Dick drifts into awareness again and feels a warm hand scritching his head. Bruce is beside him, seemingly lost in thought. Dick shifts his arm and Bruce’s eyes snap to his and the warm hand disappears, drops to Bruce’s side.
“I apologize,” Bruce says.
“Uh. What?”
Bruce clears his throat. “I apologize,” he repeats. “I was worried and…scared, and I didn’t handle it very well.”
Dick just blinks because he can count on one hand the number of times Bruce has apologized to him. He’s somehow sure that he has Jason to thank for whatever this is.

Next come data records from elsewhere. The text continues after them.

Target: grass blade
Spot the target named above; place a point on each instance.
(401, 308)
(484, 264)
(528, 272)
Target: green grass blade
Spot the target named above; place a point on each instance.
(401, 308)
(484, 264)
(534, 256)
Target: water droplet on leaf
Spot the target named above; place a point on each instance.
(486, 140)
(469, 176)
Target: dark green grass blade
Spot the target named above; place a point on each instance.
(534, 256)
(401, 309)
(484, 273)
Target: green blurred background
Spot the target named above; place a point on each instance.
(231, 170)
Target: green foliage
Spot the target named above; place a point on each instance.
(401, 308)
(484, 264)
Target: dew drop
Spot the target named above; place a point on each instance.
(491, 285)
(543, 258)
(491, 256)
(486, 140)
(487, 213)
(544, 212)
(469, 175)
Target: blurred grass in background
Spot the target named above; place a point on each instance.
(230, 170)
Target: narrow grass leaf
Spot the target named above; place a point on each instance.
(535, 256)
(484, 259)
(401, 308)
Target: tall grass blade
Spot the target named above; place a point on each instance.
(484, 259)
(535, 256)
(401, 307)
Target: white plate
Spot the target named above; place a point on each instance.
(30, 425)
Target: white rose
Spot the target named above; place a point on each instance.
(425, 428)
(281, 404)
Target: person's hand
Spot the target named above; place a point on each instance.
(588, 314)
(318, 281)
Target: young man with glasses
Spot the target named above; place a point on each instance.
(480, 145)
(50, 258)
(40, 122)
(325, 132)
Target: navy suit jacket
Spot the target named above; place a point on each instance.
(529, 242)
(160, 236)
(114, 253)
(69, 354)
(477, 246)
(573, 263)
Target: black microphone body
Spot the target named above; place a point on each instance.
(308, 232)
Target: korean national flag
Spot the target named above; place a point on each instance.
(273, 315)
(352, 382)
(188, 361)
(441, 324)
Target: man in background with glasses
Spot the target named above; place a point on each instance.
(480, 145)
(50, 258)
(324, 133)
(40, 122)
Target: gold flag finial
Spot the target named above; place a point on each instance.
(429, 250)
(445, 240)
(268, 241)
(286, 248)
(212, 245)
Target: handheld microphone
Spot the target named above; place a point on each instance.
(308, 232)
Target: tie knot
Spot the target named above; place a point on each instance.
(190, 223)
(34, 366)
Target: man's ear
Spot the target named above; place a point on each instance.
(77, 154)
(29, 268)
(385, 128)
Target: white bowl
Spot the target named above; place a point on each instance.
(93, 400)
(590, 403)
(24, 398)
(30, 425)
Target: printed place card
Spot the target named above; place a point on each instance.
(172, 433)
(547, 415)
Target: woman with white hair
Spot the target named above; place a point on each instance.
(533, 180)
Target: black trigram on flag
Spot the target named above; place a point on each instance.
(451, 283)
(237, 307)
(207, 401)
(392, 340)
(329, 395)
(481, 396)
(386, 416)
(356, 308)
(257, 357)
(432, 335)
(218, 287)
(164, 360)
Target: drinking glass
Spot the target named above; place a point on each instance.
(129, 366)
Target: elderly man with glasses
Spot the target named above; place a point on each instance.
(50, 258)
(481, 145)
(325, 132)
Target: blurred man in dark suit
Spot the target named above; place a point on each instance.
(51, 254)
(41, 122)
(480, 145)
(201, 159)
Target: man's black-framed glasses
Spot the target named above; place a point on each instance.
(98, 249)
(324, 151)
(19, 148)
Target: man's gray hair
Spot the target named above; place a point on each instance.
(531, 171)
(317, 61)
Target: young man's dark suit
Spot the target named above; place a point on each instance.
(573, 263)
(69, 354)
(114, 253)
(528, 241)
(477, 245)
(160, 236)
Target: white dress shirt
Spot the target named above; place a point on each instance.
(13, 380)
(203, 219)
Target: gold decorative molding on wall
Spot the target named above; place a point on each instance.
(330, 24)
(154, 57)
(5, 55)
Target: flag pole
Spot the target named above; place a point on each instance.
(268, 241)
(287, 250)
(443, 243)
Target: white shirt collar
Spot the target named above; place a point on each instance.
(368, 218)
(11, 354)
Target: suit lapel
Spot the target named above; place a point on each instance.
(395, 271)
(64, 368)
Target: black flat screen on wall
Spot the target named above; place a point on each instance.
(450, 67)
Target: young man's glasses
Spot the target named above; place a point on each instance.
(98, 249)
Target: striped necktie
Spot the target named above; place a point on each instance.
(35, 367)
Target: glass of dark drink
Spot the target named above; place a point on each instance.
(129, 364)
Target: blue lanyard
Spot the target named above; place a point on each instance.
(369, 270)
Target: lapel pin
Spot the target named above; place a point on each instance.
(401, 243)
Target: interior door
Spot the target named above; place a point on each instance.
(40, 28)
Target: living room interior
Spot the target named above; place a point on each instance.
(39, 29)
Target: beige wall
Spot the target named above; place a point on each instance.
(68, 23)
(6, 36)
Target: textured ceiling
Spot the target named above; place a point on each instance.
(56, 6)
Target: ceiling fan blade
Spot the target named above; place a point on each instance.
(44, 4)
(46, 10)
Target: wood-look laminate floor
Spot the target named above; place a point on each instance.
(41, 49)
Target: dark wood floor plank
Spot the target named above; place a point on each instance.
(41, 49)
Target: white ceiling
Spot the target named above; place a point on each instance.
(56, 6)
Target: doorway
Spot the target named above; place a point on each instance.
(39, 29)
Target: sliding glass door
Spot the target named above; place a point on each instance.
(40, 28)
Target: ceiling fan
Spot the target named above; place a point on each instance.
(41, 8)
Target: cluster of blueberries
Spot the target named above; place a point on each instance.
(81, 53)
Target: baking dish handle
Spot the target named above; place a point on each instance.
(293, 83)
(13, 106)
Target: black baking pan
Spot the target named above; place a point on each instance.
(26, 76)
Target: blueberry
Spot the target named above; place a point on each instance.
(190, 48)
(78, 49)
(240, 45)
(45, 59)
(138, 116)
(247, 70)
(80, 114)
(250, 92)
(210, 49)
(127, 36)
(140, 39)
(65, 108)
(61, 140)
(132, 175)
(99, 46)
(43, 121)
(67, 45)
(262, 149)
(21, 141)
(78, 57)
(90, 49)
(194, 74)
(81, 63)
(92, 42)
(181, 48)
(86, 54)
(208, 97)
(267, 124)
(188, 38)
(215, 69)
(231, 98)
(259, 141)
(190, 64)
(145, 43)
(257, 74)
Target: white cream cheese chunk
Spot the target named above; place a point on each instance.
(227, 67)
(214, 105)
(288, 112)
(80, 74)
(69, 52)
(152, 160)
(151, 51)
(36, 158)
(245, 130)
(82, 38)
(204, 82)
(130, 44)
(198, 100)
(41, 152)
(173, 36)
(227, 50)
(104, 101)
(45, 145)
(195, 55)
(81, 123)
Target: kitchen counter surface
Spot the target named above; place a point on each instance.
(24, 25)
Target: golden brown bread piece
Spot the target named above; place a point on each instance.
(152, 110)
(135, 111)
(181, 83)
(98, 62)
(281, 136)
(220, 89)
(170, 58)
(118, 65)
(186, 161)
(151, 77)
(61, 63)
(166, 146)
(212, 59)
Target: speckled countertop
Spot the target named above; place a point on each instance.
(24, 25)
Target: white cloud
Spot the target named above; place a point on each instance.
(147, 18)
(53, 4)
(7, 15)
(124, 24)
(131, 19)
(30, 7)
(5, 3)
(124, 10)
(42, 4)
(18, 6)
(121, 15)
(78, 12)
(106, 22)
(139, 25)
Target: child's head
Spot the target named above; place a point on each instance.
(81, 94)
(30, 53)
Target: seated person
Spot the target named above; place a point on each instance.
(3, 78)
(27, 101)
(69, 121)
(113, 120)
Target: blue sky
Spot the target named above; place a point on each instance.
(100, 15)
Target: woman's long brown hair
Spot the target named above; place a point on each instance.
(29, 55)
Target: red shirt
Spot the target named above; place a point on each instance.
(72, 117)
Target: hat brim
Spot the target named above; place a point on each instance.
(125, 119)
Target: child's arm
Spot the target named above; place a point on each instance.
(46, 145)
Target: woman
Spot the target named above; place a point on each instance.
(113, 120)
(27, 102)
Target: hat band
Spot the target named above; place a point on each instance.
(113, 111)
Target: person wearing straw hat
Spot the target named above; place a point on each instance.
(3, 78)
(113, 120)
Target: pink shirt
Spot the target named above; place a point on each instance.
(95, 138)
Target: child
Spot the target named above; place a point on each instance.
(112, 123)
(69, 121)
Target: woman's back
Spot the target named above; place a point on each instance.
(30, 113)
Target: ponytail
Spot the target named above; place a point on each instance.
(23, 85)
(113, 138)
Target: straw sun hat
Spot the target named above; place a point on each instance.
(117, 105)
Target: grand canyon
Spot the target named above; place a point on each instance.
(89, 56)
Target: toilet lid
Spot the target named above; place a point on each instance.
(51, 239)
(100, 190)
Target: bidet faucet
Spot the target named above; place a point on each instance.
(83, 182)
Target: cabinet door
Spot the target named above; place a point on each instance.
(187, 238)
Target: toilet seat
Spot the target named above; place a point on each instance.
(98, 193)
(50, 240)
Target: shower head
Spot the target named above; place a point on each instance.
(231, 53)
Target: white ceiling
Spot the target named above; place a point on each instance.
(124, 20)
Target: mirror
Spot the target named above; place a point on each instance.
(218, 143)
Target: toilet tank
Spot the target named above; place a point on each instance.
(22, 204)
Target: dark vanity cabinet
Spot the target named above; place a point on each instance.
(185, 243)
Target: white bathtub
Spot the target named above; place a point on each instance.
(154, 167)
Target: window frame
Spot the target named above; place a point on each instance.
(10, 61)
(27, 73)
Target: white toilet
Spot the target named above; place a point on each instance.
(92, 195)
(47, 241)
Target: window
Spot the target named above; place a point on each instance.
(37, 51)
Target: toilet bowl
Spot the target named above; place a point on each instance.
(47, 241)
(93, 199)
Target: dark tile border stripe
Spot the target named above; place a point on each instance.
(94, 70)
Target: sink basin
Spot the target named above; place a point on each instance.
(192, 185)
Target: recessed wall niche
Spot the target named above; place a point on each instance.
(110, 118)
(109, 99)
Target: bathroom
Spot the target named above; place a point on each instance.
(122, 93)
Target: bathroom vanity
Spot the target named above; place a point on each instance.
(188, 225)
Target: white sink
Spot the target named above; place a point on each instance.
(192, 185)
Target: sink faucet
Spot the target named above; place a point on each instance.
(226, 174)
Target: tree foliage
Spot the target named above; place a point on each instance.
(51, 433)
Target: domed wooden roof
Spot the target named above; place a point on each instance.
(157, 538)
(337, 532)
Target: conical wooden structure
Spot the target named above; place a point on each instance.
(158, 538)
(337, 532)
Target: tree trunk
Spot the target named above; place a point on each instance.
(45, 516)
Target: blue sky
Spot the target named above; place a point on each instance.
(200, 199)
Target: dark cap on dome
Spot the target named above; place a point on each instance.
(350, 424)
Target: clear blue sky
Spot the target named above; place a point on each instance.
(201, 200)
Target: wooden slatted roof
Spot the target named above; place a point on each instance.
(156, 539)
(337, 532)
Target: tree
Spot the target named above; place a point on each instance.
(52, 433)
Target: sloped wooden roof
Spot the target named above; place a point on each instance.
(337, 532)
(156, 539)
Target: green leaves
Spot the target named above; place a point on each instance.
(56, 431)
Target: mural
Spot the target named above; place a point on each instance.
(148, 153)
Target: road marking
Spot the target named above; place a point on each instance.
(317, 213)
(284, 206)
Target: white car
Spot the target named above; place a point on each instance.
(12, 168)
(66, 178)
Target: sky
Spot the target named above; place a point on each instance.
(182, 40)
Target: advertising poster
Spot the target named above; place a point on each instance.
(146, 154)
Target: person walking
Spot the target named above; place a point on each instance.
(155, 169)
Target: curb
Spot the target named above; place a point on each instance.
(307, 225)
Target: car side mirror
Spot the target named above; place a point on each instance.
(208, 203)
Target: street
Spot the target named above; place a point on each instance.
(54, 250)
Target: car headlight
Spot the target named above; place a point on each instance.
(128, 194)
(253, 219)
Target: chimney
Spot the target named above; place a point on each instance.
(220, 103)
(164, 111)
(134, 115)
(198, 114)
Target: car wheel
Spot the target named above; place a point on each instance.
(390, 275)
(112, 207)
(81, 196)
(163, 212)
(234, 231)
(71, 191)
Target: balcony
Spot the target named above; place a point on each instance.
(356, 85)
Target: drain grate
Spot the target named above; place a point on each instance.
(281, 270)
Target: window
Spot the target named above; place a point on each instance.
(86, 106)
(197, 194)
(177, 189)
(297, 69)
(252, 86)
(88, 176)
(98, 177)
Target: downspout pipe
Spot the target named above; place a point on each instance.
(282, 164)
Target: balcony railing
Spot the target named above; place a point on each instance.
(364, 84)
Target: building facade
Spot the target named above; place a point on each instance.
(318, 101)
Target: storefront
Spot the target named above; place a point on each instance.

“I just… I need you to value your own life as much as you value others’.”
Dick snorts and the motion sends a burning jolt though his middle. “Pot/kettle,” he gasps.
“Yes, well.” Bruce clears his throat again. “Can we pretend I wasn’t an ass earlier?”
With a fond smile, Dick says, “Sure.” There’s not much Dick won’t do for Bruce if he asks.
“Thank you.”
“And?” Dick asks, because he knows Bruce and knows when the man is building up to something.
“And…with a lacerated liver, your recovery will be long and slow, and would you possibly consider coming to stay at the Manor?” he asks, then rushes to add, “Just for a while.”
It’s kind of the last thing Dick wants to do, but Jason’s words from earlier—He was pretty fucked up, thinking you might die—ring in his mind, so instead of getting his back up and starting another fight with Bruce, he says, “Yeah, that’d be nice, I think.”